Hasta el sábado, al frente del control estaban originarios liderados por la cacica Mamaní.  Fue el juez penal de Monteros Mario Velazquez quien dispuso que el puesto de control fuera desalojado por la fuerza pública. Durante la violenta arremetida de los uniformados fueron detenidos los comuneros Antonio Alvarez y César Monasterio.  

Mamaní, que fue la primera en ser detenida antes de los incidentes, y los dos hombres cumplen ahora prisión domiciliaria. El magistrado, al ordenar la medida, consideró que la cacica ejercía arbitrariamente una función propia del Estado y en consecuencia el puesto debía ser desalojado y ella, aprehendida.

“Podían participar”

El secretario del Interior de Grandes Comunas, Luis Campos, confirmó el reforzamiento de los controles en los puestos de Las Mesadas y en proximidades del puente Mendilaharzu. Y aclaró que si bien las comunidades podían y pueden participar en los controles de acceso a los valles, siempre lo tienen que hacer a modo de colaboración del intendente de Tafí del Valle o del comisionado de la comuna de El Mollar. Insistió en que la responsabilidad siempre tiene que ser de los jefes comunales por cuestiones jurídicas y de seguridad. 

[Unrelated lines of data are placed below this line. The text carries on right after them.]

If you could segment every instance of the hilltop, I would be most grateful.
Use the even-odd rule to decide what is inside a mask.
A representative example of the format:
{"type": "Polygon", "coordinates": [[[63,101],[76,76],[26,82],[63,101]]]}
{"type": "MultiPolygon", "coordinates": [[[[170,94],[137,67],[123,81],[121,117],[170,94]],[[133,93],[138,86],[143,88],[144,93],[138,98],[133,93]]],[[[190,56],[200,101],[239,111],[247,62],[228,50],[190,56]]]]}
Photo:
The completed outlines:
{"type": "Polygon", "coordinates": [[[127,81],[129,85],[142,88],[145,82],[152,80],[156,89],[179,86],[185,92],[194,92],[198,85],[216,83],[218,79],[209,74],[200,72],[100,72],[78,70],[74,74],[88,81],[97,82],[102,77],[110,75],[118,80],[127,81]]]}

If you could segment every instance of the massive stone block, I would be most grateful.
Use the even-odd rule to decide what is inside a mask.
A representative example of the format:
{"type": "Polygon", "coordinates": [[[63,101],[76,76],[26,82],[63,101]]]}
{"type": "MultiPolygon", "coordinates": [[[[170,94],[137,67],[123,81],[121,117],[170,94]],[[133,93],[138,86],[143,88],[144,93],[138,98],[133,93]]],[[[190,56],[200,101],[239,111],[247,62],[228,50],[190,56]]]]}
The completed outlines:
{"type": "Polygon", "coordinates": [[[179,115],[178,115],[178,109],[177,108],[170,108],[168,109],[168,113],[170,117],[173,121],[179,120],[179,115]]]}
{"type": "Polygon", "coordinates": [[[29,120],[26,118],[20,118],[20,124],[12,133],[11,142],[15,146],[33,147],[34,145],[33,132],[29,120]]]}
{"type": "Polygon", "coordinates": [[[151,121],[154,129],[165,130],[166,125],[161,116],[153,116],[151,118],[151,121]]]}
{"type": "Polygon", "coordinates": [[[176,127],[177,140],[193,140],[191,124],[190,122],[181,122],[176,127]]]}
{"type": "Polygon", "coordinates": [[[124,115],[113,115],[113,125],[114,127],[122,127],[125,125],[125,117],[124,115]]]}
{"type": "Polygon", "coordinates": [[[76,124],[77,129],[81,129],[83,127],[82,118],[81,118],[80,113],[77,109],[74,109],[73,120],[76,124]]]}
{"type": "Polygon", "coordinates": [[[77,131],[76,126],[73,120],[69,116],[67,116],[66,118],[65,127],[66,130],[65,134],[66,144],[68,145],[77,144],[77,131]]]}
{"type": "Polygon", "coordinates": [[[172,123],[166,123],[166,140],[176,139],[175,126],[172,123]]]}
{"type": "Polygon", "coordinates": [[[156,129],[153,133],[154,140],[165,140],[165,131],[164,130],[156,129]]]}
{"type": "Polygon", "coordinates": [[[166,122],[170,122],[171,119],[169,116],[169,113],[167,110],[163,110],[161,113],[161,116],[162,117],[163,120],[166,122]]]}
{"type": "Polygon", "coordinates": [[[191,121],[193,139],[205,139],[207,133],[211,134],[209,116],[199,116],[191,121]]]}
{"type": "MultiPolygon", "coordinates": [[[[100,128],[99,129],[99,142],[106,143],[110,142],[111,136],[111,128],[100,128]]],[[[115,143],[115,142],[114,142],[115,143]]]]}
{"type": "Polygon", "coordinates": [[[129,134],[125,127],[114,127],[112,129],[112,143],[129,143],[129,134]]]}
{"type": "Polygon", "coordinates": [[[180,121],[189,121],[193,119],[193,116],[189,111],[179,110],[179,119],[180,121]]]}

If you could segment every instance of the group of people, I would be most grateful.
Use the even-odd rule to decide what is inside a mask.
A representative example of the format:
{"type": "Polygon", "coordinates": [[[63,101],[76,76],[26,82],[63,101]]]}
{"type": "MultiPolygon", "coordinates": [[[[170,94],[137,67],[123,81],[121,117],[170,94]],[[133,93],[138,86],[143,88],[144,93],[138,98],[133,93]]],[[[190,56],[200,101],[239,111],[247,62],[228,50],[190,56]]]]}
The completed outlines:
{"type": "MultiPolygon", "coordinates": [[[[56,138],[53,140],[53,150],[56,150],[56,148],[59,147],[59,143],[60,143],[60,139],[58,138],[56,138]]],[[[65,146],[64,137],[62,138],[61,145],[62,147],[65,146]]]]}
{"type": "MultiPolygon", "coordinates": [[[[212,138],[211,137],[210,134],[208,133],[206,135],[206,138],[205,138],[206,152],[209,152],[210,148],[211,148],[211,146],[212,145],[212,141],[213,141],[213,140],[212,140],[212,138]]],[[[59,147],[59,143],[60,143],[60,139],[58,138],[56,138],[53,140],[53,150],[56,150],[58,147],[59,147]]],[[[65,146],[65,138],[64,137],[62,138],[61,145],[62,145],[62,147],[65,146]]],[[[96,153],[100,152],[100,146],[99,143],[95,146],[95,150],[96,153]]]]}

“Los intendentes están facultados a integrar a la comunidad en los controles. Pero nunca delegar responsabilidades propias de ellos”, apuntó. Esa cuestión, según reveló, se la puso en conocimiento de Francisco Caliva.  

Campos precisó que en el puesto de Santa Lucía la comuna y la policía también integraron a representantes comunitarios, los que le imprimen mayor rigor al control. “En el de Tafí del Valle están incorporados miembros de la comunidad local y de El Mollar. O sea que la situación se mantiene como antes del incidente, pero ahora dentro de un marco de trabajo más ordenado y riguroso”, apuntó el funcionario. 

El domingo, el ministro de Seguridad, Claudio Maley, reivindicó la tarea de control de circulación que venían realizando las comunidades originarias, integradas a la Policía. “La ruta nunca estuvo cortada. Nos hemos integrado con parte de la comunidad a fin de que nos acompañe en la información y nos brinde precisiones de las personas que viven ahí. Se trató de llevar adelante un control fuerte y efectivo de la medida de aislamiento vigente”, sostuvo. 

Pero en el control en cuestión, Caliva y el comisionado comunal de El Mollar, Jorge Cruz, no asumieron responsabilidades directas en el puesto. Recién lo hicieron ahora a través del convenio firmado entre los ministerios de Seguridad y del Interior.